Opencv Feature Matching Multiple Objects
It takes the descriptor of one feature in first set and is matched with all other features in second set using some distance calculation.
Opencv feature matching multiple objects. We will see how to match features in one image with others. In short we found locations of some parts of an object in another cluttered image. We shall first do some detection with static images. There are many different methods for detecting objects based on feature matching contours matching machine learning etc.
Firstly i tried to use surf algorithm to solve this problem but it finds only the image that i took from it for querying. Basics of brute force matcher. Ask question asked 3 years 4 months ago. It is a thesis done in industrial informatics department of university.
We used a queryimage found some feature points in it we took another trainimage found the features in that image too and we found the best matches among them. Active 1 year 7 months ago. Feature matching between images in opencv can be done with brute force matcher or flann based matcher. This information is sufficient to find the object exactly on the trainimage.
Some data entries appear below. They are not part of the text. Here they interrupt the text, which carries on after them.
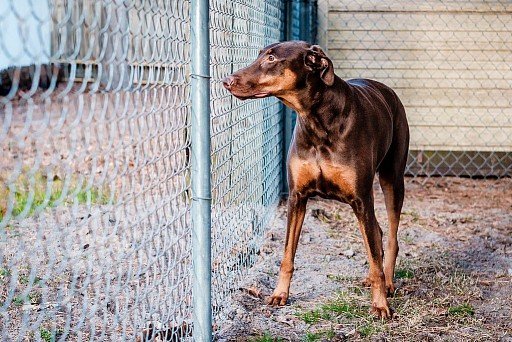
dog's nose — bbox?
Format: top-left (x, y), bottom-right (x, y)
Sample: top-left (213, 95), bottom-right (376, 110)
top-left (222, 76), bottom-right (235, 90)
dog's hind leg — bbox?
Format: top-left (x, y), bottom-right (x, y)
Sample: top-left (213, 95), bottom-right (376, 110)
top-left (378, 115), bottom-right (409, 295)
top-left (350, 194), bottom-right (392, 318)
top-left (379, 170), bottom-right (404, 295)
top-left (267, 192), bottom-right (307, 305)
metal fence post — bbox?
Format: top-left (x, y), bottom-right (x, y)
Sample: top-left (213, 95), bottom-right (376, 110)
top-left (190, 0), bottom-right (212, 342)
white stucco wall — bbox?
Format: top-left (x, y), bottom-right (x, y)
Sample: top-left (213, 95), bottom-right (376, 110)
top-left (0, 0), bottom-right (51, 70)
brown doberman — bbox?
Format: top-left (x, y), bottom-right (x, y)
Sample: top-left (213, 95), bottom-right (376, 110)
top-left (223, 41), bottom-right (409, 318)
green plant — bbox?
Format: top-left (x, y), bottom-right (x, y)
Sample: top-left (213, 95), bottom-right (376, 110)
top-left (395, 268), bottom-right (414, 279)
top-left (0, 172), bottom-right (114, 220)
top-left (448, 303), bottom-right (475, 317)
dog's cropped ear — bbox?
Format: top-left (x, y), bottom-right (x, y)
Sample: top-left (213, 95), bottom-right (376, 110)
top-left (304, 45), bottom-right (334, 86)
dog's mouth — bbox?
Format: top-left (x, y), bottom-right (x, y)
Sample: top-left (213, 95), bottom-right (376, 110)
top-left (231, 92), bottom-right (271, 100)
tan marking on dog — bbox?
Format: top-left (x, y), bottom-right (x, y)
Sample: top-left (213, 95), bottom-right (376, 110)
top-left (320, 162), bottom-right (357, 195)
top-left (290, 158), bottom-right (321, 191)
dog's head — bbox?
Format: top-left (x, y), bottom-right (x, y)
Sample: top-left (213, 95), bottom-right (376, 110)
top-left (222, 41), bottom-right (334, 100)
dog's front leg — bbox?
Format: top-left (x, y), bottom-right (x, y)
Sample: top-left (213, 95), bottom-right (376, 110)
top-left (267, 192), bottom-right (307, 305)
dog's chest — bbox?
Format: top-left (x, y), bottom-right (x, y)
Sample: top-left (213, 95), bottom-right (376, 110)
top-left (289, 157), bottom-right (356, 199)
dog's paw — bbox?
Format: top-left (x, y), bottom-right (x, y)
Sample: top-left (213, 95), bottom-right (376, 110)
top-left (265, 292), bottom-right (288, 306)
top-left (361, 276), bottom-right (372, 287)
top-left (371, 302), bottom-right (394, 319)
top-left (386, 283), bottom-right (396, 297)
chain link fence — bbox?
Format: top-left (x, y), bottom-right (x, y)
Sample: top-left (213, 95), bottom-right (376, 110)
top-left (317, 0), bottom-right (512, 177)
top-left (0, 0), bottom-right (284, 341)
top-left (0, 0), bottom-right (512, 341)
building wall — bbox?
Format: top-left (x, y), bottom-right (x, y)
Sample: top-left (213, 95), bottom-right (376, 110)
top-left (319, 0), bottom-right (512, 152)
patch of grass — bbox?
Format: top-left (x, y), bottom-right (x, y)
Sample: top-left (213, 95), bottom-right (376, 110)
top-left (297, 309), bottom-right (331, 324)
top-left (304, 331), bottom-right (323, 342)
top-left (402, 210), bottom-right (421, 223)
top-left (249, 331), bottom-right (284, 342)
top-left (395, 268), bottom-right (414, 279)
top-left (0, 172), bottom-right (114, 220)
top-left (327, 274), bottom-right (357, 283)
top-left (297, 292), bottom-right (369, 325)
top-left (320, 298), bottom-right (367, 318)
top-left (39, 327), bottom-right (64, 342)
top-left (356, 323), bottom-right (382, 337)
top-left (448, 303), bottom-right (475, 317)
top-left (39, 327), bottom-right (55, 342)
top-left (12, 295), bottom-right (30, 306)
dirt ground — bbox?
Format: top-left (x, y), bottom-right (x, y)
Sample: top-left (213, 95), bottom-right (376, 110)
top-left (217, 178), bottom-right (512, 342)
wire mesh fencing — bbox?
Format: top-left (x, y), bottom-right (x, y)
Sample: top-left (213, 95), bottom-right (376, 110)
top-left (0, 0), bottom-right (191, 341)
top-left (210, 0), bottom-right (284, 328)
top-left (317, 0), bottom-right (512, 177)
top-left (0, 0), bottom-right (284, 341)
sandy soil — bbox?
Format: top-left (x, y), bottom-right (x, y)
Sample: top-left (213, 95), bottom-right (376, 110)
top-left (217, 178), bottom-right (512, 341)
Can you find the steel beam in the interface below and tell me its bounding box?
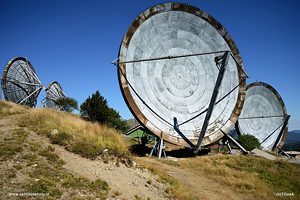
[272,115,291,151]
[220,130,249,154]
[196,51,230,151]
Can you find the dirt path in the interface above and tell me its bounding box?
[0,115,168,200]
[0,115,270,200]
[137,157,248,200]
[55,145,167,199]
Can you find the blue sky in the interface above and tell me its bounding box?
[0,0,300,131]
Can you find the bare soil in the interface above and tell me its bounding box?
[0,115,298,200]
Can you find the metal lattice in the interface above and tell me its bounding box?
[46,81,66,110]
[2,57,43,107]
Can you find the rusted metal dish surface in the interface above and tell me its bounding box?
[46,81,66,110]
[236,82,288,151]
[2,57,41,107]
[118,3,246,146]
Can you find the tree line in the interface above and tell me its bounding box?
[55,90,129,132]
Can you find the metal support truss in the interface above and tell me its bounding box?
[195,51,230,151]
[220,129,249,154]
[272,115,291,151]
[149,138,167,159]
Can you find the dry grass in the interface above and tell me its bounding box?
[166,155,300,199]
[134,157,198,200]
[0,100,129,158]
[21,107,129,158]
[0,100,33,117]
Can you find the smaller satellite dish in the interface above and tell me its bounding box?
[46,81,66,110]
[236,82,288,152]
[2,57,43,108]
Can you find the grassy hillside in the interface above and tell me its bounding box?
[0,101,300,199]
[20,104,129,158]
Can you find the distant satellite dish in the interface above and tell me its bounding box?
[2,57,43,108]
[236,82,288,151]
[118,3,246,146]
[46,81,66,110]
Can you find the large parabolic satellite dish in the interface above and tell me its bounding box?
[118,3,246,146]
[2,57,43,107]
[46,81,66,110]
[236,82,288,152]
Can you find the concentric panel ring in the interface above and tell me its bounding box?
[118,3,246,146]
[2,57,42,107]
[46,81,66,110]
[236,82,288,152]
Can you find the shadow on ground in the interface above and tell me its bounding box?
[130,144,210,158]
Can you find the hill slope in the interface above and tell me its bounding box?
[0,101,300,199]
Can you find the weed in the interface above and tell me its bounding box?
[8,172,17,179]
[30,178,55,193]
[47,145,55,152]
[57,159,66,165]
[39,149,59,162]
[13,165,22,170]
[50,188,62,197]
[22,154,37,162]
[90,179,110,192]
[50,132,73,146]
[71,142,100,158]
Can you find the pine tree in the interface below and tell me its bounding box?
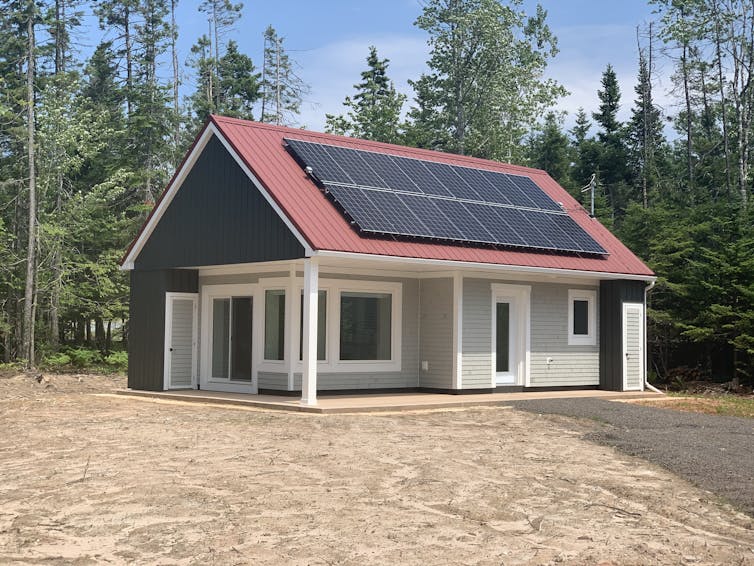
[326,46,406,143]
[408,0,565,161]
[260,26,309,125]
[529,112,574,189]
[627,53,666,208]
[592,64,628,217]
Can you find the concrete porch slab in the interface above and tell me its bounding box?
[117,389,664,414]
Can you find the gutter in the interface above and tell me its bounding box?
[644,279,665,395]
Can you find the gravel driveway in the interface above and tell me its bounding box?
[512,399,754,516]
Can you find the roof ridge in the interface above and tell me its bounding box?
[210,114,548,175]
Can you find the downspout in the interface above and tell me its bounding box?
[644,280,665,395]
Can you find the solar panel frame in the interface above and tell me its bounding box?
[285,139,607,255]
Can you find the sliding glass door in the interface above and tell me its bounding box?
[210,297,253,382]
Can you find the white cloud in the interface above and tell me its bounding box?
[297,35,428,131]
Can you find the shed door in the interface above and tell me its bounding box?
[165,293,198,389]
[623,303,644,391]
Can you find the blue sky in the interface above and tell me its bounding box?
[90,0,672,134]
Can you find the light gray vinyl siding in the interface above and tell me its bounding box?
[462,279,599,389]
[530,283,600,387]
[461,279,493,389]
[419,278,453,389]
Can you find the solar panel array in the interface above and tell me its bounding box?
[285,139,607,255]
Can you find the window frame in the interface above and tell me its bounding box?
[290,278,403,373]
[260,285,291,366]
[568,289,597,346]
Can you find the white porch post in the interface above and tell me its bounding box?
[301,258,319,405]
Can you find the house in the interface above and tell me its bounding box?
[123,116,655,404]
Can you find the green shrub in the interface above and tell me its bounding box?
[42,352,71,368]
[105,352,128,373]
[68,348,102,369]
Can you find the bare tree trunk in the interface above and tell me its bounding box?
[170,0,181,151]
[712,0,732,195]
[207,22,215,113]
[681,39,694,191]
[275,39,283,126]
[21,5,37,369]
[123,4,133,118]
[636,26,652,208]
[50,0,67,350]
[259,33,267,122]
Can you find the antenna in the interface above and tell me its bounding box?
[581,173,597,218]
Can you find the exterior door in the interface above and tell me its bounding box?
[164,293,198,389]
[492,283,531,387]
[493,299,517,385]
[623,303,645,391]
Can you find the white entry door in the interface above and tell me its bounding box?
[623,303,645,391]
[492,283,531,387]
[165,293,198,389]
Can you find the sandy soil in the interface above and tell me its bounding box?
[0,376,754,565]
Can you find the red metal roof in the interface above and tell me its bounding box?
[124,116,654,276]
[206,116,653,276]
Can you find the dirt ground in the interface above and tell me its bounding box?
[0,376,754,565]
Brute force matcher is simple. We used a queryimage found some feature points in it we took another trainimage found the features in that image too and we found the best matches among them. It is slow since it checks match with all the features. How can i find multiple objects of one type on one image.
For example i m trying to count how many times a bottle of shampoo is placed into a market s shelf. Opencv feature matching multiple objects. This application developed using opencv 2 4 9 visual studio 2013 and visual c cli. Bf matcher matches the descriptor of a feature from one image with all other features of another image and returns the match based on the distance.
I use orb feature finder and brute force matcher opencv 3 2 0. Please describe the problem in more detail. In this article we will do simple feature matching to warm up before we start to do object detection via video analysis. Viewed 8k times 8.
We will mix up the feature matching and findhomography from calib3d module to find known objects in a complex image. Selection of a particular method and adapting it to work with multiple instances of the class depends on the application and the type of objects.